NKT's CEO on record-breaking order year: "It's a good position to be in"

”We didn’t get what we expected, we got more,” says the CEO of NKT.
Photo: Nkt
Photo: Nkt
by MARKETWIRE

In 2023, the cable group NKT more than doubled its order book, which at the end of the year amounted to EUR 10.8bn.

The order development in the past year has been better than NKT had hoped for, and this was in a market where the order awards were unprecedented.

This is according to the company’s CEO, Claes Westerlind, in an interview with MarketWire.

”In high-voltage cables, EUR 15bn in firm orders were awarded in 2023, but in addition, more than EUR 15bn in committed capacity reservations were agreed. This brings the total market to an unprecedented EUR 30 bn,” says Westerlind.

Higher market share than expected

Of the EUR 15bn in firm orders, NKT snapped up EUR 7bn.

”We didn’t get what we expected, we got more. A 45% market share is, in our opinion, a huge success - so a big recognition to the employees for securing the orders.”

”The large order book gives NKT a strong starting point for the years to come in terms of earnings visibility, and it underlines our competitiveness when facing the main competitors around Europe and the world,” says Westerlind.

After the record-high level of awards in 2023, NKT expects its average addressable high-voltage market to be over EUR 10bn per year between 2024 and 2030.
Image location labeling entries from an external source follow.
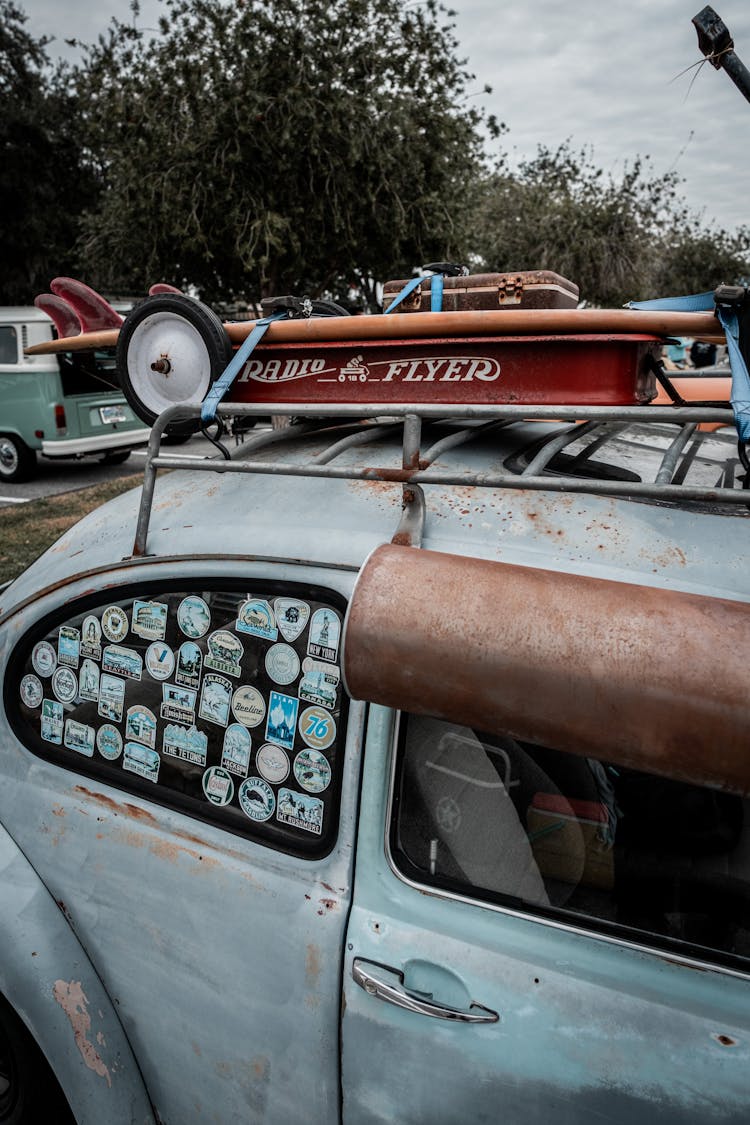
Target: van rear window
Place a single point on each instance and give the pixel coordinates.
(8, 344)
(88, 372)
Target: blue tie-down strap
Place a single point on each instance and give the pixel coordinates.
(219, 388)
(730, 321)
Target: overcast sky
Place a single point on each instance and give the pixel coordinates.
(599, 72)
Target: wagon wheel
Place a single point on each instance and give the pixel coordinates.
(170, 350)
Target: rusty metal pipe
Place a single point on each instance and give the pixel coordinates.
(441, 325)
(654, 680)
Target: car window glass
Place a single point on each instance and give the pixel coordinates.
(532, 827)
(8, 344)
(225, 703)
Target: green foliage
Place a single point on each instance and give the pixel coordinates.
(278, 145)
(43, 181)
(617, 239)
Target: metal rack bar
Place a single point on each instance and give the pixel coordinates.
(416, 471)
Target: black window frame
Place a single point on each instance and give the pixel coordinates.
(271, 834)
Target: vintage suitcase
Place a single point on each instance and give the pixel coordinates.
(527, 289)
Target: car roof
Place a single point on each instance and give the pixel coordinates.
(336, 522)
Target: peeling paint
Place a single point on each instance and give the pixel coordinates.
(72, 999)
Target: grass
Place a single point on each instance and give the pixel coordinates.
(26, 530)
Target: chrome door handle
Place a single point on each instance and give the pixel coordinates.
(362, 973)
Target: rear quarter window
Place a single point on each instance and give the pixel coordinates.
(223, 702)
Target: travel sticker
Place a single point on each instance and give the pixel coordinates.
(52, 721)
(272, 763)
(69, 646)
(325, 630)
(142, 761)
(179, 703)
(225, 653)
(109, 741)
(317, 728)
(282, 720)
(249, 707)
(160, 660)
(298, 810)
(193, 617)
(141, 726)
(123, 662)
(235, 752)
(189, 664)
(256, 618)
(189, 745)
(319, 683)
(44, 658)
(215, 699)
(313, 771)
(291, 617)
(89, 681)
(282, 664)
(114, 623)
(32, 691)
(256, 799)
(218, 785)
(64, 684)
(79, 737)
(111, 698)
(91, 638)
(150, 620)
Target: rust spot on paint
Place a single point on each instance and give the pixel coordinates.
(72, 999)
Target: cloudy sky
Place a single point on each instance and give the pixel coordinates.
(604, 74)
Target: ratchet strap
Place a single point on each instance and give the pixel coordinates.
(730, 303)
(217, 392)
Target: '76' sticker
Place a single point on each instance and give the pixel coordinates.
(317, 727)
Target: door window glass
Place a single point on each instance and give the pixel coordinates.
(566, 836)
(8, 344)
(225, 703)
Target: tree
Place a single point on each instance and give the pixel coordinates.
(44, 183)
(617, 239)
(276, 146)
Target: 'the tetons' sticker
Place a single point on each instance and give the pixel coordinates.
(255, 617)
(291, 617)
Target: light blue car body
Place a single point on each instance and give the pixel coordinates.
(217, 971)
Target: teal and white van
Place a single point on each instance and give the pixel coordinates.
(66, 405)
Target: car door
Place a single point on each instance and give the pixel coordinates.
(175, 772)
(534, 937)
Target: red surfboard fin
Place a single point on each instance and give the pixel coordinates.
(62, 315)
(92, 311)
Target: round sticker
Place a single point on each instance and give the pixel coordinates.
(32, 691)
(109, 741)
(193, 617)
(282, 664)
(313, 771)
(317, 728)
(256, 799)
(249, 707)
(218, 785)
(44, 658)
(64, 684)
(160, 660)
(272, 763)
(114, 623)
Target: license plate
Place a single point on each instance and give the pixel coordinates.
(111, 414)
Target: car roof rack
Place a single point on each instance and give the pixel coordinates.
(419, 466)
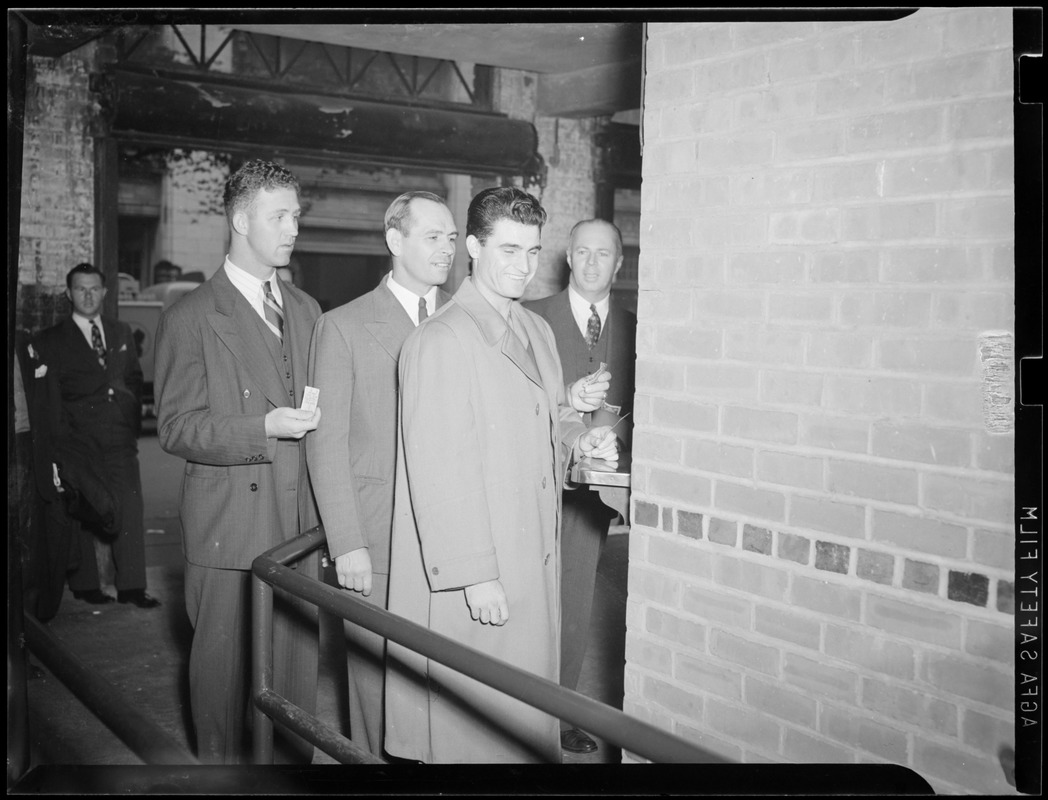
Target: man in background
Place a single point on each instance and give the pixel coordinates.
(591, 329)
(352, 456)
(91, 426)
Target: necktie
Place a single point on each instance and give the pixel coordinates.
(593, 327)
(273, 312)
(100, 348)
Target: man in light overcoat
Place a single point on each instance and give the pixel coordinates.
(486, 437)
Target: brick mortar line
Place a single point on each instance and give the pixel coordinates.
(868, 587)
(868, 544)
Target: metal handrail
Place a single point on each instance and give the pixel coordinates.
(269, 569)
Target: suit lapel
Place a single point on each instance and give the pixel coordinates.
(390, 323)
(238, 327)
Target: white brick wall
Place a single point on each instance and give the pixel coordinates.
(821, 555)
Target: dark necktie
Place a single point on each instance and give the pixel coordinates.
(593, 327)
(273, 312)
(100, 348)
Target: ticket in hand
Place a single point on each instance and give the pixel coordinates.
(592, 376)
(309, 397)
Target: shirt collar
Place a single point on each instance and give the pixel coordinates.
(409, 299)
(580, 304)
(248, 284)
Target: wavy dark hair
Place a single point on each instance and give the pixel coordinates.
(254, 176)
(502, 202)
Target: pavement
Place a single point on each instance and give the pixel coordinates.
(145, 652)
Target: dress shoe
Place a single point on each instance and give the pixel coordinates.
(138, 597)
(574, 740)
(93, 596)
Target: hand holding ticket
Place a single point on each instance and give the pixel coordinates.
(309, 397)
(589, 391)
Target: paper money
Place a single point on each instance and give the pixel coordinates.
(309, 397)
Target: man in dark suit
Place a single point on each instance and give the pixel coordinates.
(352, 456)
(590, 329)
(231, 368)
(93, 366)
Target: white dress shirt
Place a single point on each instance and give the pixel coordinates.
(409, 299)
(250, 287)
(85, 327)
(580, 309)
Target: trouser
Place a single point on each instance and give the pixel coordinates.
(121, 466)
(218, 603)
(584, 528)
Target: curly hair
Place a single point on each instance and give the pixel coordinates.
(255, 176)
(502, 202)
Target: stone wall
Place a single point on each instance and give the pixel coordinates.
(57, 229)
(821, 563)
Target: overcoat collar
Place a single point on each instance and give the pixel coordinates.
(496, 330)
(235, 323)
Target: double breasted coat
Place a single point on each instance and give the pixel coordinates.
(485, 437)
(219, 370)
(87, 417)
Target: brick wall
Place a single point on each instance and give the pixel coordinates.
(193, 232)
(57, 229)
(821, 563)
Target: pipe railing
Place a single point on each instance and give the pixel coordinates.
(269, 570)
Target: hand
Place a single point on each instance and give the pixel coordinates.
(353, 569)
(487, 603)
(598, 442)
(290, 423)
(589, 391)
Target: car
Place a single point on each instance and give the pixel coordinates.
(144, 315)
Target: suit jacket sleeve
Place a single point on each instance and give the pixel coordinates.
(195, 422)
(331, 370)
(443, 458)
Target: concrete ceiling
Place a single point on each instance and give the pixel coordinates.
(585, 68)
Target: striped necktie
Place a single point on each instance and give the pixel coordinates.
(273, 312)
(100, 348)
(593, 327)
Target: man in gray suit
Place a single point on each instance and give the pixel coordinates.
(231, 368)
(591, 328)
(352, 457)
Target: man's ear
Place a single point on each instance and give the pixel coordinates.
(240, 222)
(394, 240)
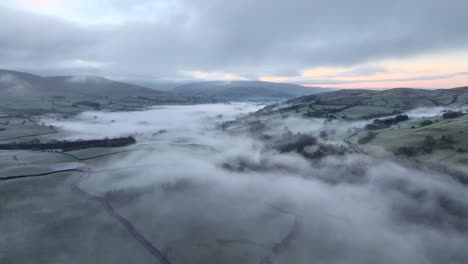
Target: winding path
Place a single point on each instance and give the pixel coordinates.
(103, 202)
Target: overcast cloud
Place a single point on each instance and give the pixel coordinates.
(169, 39)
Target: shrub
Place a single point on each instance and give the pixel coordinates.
(426, 123)
(406, 151)
(452, 114)
(367, 138)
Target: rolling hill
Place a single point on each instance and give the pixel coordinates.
(370, 103)
(14, 83)
(22, 92)
(245, 90)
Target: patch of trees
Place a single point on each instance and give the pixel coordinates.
(379, 115)
(452, 114)
(70, 145)
(294, 142)
(367, 138)
(427, 146)
(87, 103)
(314, 114)
(426, 123)
(386, 123)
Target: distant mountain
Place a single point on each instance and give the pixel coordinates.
(366, 104)
(245, 90)
(13, 83)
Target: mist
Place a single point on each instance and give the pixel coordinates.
(206, 195)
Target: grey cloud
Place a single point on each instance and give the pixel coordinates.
(251, 38)
(336, 80)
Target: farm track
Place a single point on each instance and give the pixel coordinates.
(106, 205)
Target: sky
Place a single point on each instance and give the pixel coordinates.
(329, 43)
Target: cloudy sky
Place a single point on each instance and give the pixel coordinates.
(336, 43)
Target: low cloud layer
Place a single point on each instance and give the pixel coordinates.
(209, 196)
(246, 38)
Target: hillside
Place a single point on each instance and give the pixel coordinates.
(245, 90)
(71, 94)
(14, 83)
(370, 103)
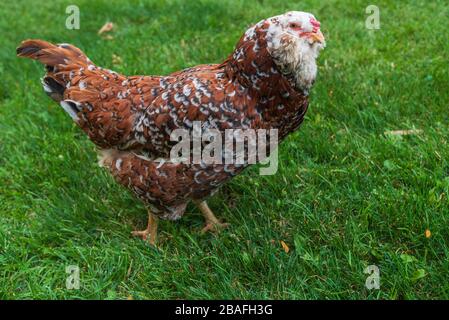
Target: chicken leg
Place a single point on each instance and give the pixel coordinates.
(150, 230)
(212, 223)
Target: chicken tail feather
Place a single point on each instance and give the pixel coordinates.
(59, 60)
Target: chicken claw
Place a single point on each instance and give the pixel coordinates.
(150, 231)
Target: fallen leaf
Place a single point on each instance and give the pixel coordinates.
(108, 26)
(116, 59)
(403, 132)
(418, 274)
(285, 247)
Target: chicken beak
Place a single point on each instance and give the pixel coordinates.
(316, 37)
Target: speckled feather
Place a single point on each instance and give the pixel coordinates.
(130, 118)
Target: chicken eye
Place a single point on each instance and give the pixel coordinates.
(294, 25)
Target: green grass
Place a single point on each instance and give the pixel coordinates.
(346, 195)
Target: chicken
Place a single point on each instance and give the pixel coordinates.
(263, 84)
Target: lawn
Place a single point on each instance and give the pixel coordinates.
(347, 193)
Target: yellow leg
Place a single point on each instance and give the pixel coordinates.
(212, 223)
(150, 230)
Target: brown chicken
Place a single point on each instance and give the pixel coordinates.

But market volumes can easily fluctuate both up and down in an individual year, depending on the timing of when the big deals are signed.

”If such a deal changes between December and January, it makes no difference to a company like NKT or to competitors, but it makes a big difference to the market volume for a single year.”

”So we can easily see a market exceeding EUR 10bn for this year because the market activity is high, but there is also the possibility that it could be lower in the coming years,” says Westerlind.

Striving for the right orders

But the CEO does not expect NKT to continue to take 45% of the orders in the future.

”Our goal is a market share of somewhere between 20 and 30%, and hopefully 25-30%. But I also want to emphasize that market share is more vanity than value as such. We strive for the right orders with the right balance between risk and reward - and to create a profitable order book for NKT.”

”With a record-breaking order book, we can also afford to lose projects. It’s a good position to be in,” says Westerlind.

However, he is reluctant to elaborate on which contracts NKT will be chasing in the coming period.

”For competitive reasons, I would be a little cautious about revealing what we are aiming for, but the factory expansions we have made and are making are primarily within HVDC cables (high-voltage cables based on DC technology, ed.) - this is also the primary market we see going forward,” explains Westerlind.

Can take on more

The other question is how much additional capacity NKT actually has in terms of new orders.

”This is also a thorny issue for competitive reasons, but it goes without saying that with a record-high order book, we also have a record-high earnings visibility and thus limited capacity.”

”We have also already reserved some of the capacity we are establishing in Karlskrona, but we do not have full capacity coverage in the years up to 2030. In the near period for this year and for 2025, we have good earnings visibility and utilization of the factories, but if we can offer more land cables or smaller submarine cable projects - yes, we can, but there are not huge amounts of capacity available in the short term,” says Westerlind.